Have the Conservatives simply lost the plot then? “Even their ambition is negligible. I don’t understand the political strategy. I can only think it’s very naïve because the British public still, despite everything, loves the NHS. Even though increasing numbers of people are not happy with NHS performance, there is still overwhelming public support for the principles of the NHS. And therefore you’re just throwing away an election if you pretend you can ignore that and hope the problem goes away.”
While she talks, I think of the ministerial nobodies who pass through the Department of Health, treating the NHS either as a political football or as a staging-post to a more glamorous job in Cabinet. She acknowledges the contrast. “Anything for which the public feels genuine affection is going to be hijacked by politicians. A politician wants nothing more than some of that sincere, spontaneous public affection. They want to wrap themselves in it.”
Clarke is intensely political, but is she, in her criticisms, party political? “I literally just want to be able to work in a system that enables me to care for very vulnerable people as best I possibly can, whether that system is provided by a Labour or Conservative government.”

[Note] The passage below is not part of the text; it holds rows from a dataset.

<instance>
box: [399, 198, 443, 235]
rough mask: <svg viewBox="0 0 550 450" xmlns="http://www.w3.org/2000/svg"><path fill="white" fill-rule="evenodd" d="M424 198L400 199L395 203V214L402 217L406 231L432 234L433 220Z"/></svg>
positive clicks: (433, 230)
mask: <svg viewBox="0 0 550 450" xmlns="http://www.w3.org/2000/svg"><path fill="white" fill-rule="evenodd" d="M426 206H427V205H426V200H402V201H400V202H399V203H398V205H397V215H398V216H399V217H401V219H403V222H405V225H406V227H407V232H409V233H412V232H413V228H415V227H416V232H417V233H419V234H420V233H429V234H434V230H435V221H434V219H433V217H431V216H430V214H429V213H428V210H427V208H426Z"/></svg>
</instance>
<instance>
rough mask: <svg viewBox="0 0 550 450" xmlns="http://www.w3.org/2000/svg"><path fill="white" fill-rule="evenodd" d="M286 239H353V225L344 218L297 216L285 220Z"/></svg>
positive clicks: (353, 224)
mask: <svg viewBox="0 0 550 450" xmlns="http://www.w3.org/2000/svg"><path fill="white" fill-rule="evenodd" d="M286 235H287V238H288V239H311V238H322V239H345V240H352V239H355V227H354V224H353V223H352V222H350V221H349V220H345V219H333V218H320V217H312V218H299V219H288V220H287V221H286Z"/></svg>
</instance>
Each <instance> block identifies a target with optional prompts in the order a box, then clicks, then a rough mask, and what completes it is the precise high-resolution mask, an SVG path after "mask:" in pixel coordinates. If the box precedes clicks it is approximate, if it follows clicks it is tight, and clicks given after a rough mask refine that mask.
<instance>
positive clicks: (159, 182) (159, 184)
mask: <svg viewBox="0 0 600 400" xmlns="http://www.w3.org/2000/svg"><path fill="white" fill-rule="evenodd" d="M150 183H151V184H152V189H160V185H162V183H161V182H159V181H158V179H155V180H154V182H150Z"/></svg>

It strikes me this argument is also used by proponents of private healthcare provision – that it doesn’t actually matter who supplies the service, provided patients are treated effectively and don’t pay for the privilege. Clarke insists the comparison doesn’t hold. “First and foremost, if private companies are providing healthcare because they have a contract with the NHS, for instance, then you have introduced the profit motive into healthcare. And you as a patient are suddenly in an environment where the bosses of that environment want to make money out of your illness. You have been reduced to a means of enriching a shareholder.”
Regulation wouldn’t help either, she says, any more than the regulation designed to stop UK private water companies “pumping entire oceans of human effluent” into our seas and rivers. “You only need to look at the other examples of privatised public services to think, do I really want that company looking after my granny? The healthcare equivalent of Thames Water and their monumental rivers of shit?”